The Guardian revealed on Wednesday that the US publishing industry has yet to resolve its diversity issue. In a post that sheds light on why Nicholas Sparks has been allowed to publish so many books, Alison Flood writes:
A survey of American publishing has found that it is blindingly white and female, with 79% of staff white and 78% women.
Multicultural children’s publisher Lee & Low Books surveyed staff at 34 American publishers, including Penguin Random House and Hachette , as well as eight review journals, to establish a baseline to measure diversity among publishing staff. They found that 79% were white. Of the remainder, Asians/Native Hawaiians/Pacific Islanders made up 7.2% of staff, Hispanics/Latinos/Mexicans 5.5%, and black/African Americans 3.5%.
This survey shows a gender and race divide not too dissimilar from the survey that PW reported on in 2014, when a self-selected survey group showed the industry was 60% white and 89% female.
In other words, it was about as diverse as the cast of Designing Women or Charmed.
That survey was drawn from PW subscribers, with only 800 participants out of a survey group of 7,500 subjects, so it is far from accurate.

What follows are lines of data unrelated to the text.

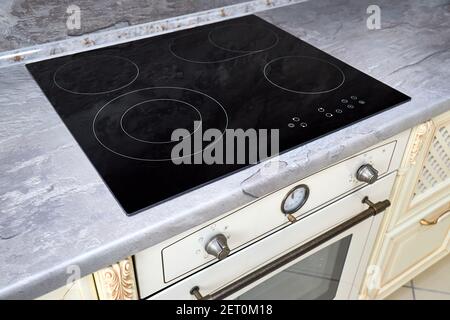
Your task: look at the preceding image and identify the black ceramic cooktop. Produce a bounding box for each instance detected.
[27,16,409,215]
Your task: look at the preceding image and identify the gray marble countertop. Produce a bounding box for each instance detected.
[0,0,450,298]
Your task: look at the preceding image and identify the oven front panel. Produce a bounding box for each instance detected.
[149,174,395,299]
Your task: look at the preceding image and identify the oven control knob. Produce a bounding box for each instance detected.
[356,164,378,184]
[205,234,230,260]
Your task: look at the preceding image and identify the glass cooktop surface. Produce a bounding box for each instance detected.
[27,16,410,215]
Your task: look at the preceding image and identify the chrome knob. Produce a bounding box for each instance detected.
[205,234,230,260]
[356,164,378,184]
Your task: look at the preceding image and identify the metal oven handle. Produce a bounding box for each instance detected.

But as we saw today, that earlier survey was correct in the broad strokes, and it only reinforces concerns about diversity in publishing.
“Does the lack of diverse books closely correlate to the lack of diverse staff? The percentages, while not exact, are proportional to how the majority of books look nowadays – predominately white. Cultural fit would seem to be relevant here,” writes publisher Jason Low. “Or at least in publishing’s case, what is at work is the tendency – conscious or unconscious – for executives, editors, marketers, sales people and reviewers to work with, develop, and recommend books by and about people who are like them.”
The new survey goes on to show that 88.2% of publishing staff identify as straight or heterosexual, and that 7.6% identify as having a disability.
It is drawn from a slightly larger survey group than PW’s survey, although it does share the same self-selection bias. A total of 11,713 publishing staff and 1,524 reviewers were queried, with around one in four responding.
With a participation rate that low, can we really draw any conclusions?